76 / 2026-04-05 18:41:50

PanCan3DAtlas: A Pan-cancer 3D Genome Database Revealing Loop-Mediated Regulation and Structural Variation-Driven Chromatin Rewiring

3D genome,Gene regulatory network,Structural variations (SVs),Pan-cancer,multi-omics integrative analysis,Database,Non-coding Variants

Three-dimensional (3D) genome organization plays a key role in transcriptional regulation; however, its systematic characterization across cancer types remains limited. Here, we present PanCan3DAtlas, a comprehensive pan-cancer multi-omics database integrating Hi-C, ATAC-seq, H3K27ac ChIP-seq, and RNA-seq data from tumor and normal samples processed through a unified analytical pipeline, enabling systematic comparison of tumor–normal differences. At the 3D genome level, we performed multi-layered analyses of chromatin compartments, topologically associating domains (TADs), and chromatin loops, identifying cancer type-specific and pan-cancer conserved chromatin features. By integrating multi-omics data to functionally annotate chromatin loops, we constructed enhancer–gene interaction networks that define the 3D regulatory landscape across cancer types.

To demonstrate the utility of PanCan3DAtlas, we used chromatin loops to spatially annotate somatic mutations and identify their potential distal target genes, showing that non-coding mutations can regulate gene expression through 3D genomic interactions. In addition, structural variation (SV) analysis based on Hi-C data was conducted to characterize SV-associated chromatin reorganization, especially loop rearrangements, revealing genes recurrently affected by structural alterations across cancers.

All data and analytical results are integrated into an online platform, enabling interactive visualization and querying of pan-cancer multi-layered 3D genomic information.
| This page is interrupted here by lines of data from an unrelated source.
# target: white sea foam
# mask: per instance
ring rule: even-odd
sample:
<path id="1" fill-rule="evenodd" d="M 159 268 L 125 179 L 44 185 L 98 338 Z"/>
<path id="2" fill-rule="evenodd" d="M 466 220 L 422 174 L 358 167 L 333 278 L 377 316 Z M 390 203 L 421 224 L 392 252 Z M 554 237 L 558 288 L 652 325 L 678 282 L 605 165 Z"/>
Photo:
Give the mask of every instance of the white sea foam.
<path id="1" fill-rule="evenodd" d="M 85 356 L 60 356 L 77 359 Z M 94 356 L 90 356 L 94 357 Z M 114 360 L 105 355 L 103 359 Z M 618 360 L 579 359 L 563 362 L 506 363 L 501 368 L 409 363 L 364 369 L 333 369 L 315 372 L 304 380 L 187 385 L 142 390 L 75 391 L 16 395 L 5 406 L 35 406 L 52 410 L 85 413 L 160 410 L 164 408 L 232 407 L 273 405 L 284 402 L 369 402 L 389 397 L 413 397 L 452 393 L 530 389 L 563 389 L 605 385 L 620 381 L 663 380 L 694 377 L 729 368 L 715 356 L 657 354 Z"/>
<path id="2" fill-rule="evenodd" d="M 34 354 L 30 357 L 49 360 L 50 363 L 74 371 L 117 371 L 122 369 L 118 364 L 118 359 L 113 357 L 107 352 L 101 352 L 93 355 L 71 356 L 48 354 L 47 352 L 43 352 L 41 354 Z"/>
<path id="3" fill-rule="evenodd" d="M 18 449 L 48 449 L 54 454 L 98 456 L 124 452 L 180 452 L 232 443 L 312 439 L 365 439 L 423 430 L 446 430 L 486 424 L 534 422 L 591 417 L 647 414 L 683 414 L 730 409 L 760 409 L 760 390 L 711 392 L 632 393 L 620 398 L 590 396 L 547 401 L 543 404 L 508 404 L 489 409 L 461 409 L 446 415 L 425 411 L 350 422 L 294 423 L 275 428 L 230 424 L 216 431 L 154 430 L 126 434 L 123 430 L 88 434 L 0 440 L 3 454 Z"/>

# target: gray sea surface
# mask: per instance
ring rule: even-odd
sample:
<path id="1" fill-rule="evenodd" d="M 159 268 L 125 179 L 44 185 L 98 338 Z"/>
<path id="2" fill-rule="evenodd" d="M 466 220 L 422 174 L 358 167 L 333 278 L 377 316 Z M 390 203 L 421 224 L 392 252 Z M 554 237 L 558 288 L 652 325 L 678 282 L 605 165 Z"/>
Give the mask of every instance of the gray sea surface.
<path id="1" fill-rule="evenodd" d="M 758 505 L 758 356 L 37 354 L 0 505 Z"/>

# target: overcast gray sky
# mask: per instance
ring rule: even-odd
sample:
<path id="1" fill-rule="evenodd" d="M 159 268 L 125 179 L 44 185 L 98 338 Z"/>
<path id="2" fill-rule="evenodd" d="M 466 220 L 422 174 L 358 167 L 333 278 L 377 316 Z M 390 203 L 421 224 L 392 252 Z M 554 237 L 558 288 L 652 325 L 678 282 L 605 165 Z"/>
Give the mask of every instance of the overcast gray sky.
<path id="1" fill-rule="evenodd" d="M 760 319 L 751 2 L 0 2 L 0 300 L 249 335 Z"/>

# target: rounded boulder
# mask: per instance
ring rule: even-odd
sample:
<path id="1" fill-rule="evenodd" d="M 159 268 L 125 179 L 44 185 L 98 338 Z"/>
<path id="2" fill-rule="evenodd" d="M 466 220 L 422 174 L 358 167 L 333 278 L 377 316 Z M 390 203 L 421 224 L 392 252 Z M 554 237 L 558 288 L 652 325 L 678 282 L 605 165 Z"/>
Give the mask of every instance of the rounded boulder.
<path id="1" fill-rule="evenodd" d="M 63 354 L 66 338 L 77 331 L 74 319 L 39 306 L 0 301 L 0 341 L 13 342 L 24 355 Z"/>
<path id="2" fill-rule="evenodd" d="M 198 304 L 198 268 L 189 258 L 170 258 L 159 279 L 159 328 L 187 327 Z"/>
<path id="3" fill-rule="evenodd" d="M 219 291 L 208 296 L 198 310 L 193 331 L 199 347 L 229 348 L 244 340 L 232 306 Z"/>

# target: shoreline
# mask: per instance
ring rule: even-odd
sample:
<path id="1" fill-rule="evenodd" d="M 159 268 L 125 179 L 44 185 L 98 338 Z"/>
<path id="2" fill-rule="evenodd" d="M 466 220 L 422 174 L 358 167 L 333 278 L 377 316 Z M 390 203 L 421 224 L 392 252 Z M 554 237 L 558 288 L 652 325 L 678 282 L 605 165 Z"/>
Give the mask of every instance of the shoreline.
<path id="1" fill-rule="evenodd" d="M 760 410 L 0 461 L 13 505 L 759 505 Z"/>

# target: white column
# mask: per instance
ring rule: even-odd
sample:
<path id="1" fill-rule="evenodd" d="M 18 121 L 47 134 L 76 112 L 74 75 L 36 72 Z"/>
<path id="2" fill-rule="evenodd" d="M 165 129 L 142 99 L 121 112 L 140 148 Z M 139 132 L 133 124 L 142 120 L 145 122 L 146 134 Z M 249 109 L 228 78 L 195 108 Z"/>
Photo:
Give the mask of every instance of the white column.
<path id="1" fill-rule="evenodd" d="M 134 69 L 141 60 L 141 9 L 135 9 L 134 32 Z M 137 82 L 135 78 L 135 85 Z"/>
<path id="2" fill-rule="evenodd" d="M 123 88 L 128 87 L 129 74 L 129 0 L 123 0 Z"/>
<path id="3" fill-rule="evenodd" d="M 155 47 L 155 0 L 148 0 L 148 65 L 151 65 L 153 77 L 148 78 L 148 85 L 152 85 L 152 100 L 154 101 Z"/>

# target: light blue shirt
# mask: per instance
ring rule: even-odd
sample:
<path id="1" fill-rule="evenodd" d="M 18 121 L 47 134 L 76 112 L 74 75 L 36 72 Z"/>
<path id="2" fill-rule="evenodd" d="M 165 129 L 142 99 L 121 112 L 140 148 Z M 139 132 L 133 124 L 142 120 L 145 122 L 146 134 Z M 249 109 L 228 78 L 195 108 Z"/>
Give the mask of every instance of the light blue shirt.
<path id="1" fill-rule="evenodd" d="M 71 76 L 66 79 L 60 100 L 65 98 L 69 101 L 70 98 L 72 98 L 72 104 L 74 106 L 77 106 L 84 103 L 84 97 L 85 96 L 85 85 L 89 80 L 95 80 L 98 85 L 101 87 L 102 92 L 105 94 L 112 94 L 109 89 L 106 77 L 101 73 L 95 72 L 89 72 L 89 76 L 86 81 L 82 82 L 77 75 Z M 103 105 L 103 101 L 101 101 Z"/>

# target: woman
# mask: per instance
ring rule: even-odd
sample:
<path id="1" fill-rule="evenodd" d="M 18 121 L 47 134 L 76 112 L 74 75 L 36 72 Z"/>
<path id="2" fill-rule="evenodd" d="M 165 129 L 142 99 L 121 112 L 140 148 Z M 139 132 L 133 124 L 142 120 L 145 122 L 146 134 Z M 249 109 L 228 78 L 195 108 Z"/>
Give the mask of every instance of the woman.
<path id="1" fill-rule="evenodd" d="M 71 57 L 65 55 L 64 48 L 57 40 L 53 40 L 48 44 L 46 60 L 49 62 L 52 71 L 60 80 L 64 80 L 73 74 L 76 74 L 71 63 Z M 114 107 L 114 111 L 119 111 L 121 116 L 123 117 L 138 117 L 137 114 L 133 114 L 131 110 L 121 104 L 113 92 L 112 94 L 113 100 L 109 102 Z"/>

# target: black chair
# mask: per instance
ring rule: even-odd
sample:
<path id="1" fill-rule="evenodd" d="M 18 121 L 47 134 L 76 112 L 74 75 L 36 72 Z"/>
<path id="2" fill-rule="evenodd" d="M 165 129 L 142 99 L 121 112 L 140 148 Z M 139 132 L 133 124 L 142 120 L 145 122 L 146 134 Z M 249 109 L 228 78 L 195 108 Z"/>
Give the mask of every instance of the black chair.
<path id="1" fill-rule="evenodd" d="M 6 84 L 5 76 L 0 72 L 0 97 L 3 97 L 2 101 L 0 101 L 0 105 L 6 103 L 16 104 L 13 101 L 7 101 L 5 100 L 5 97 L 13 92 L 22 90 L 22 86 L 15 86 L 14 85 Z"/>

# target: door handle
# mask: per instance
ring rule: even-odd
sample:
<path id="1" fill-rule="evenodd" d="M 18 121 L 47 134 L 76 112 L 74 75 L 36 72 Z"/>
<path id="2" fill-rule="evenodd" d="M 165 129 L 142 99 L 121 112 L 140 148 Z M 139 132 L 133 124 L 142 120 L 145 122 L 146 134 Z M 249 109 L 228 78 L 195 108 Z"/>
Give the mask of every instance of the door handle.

The platform provides three main functions: (1) gene and genomic region annotation, allowing users to explore 3D interaction networks in specific cancers or across pan-cancer; for gene queries, the platform identifies whether the queried gene functions as a hub within the tumor 3D regulatory network, and displays tumor–normal differences in gene expression and epigenomic signals across cancer types; (2) structural variation module, presenting SV events and their associated target genes affected by 3D chromatin remodeling; (3) sample-level exploration, providing integrated visualization of Hi-C contact maps, epigenomic signal tracks, and gene expression data.

In summary, PanCan3DAtlas integrates multi-omics and 3D genomic data into a unified and accessible resource, enabling systematic investigation of spatial chromatin organization, structural variation, and their regulatory impacts across cancers, and providing a valuable platform for pan-cancer 3D genome research and functional interpretation of non-coding variants.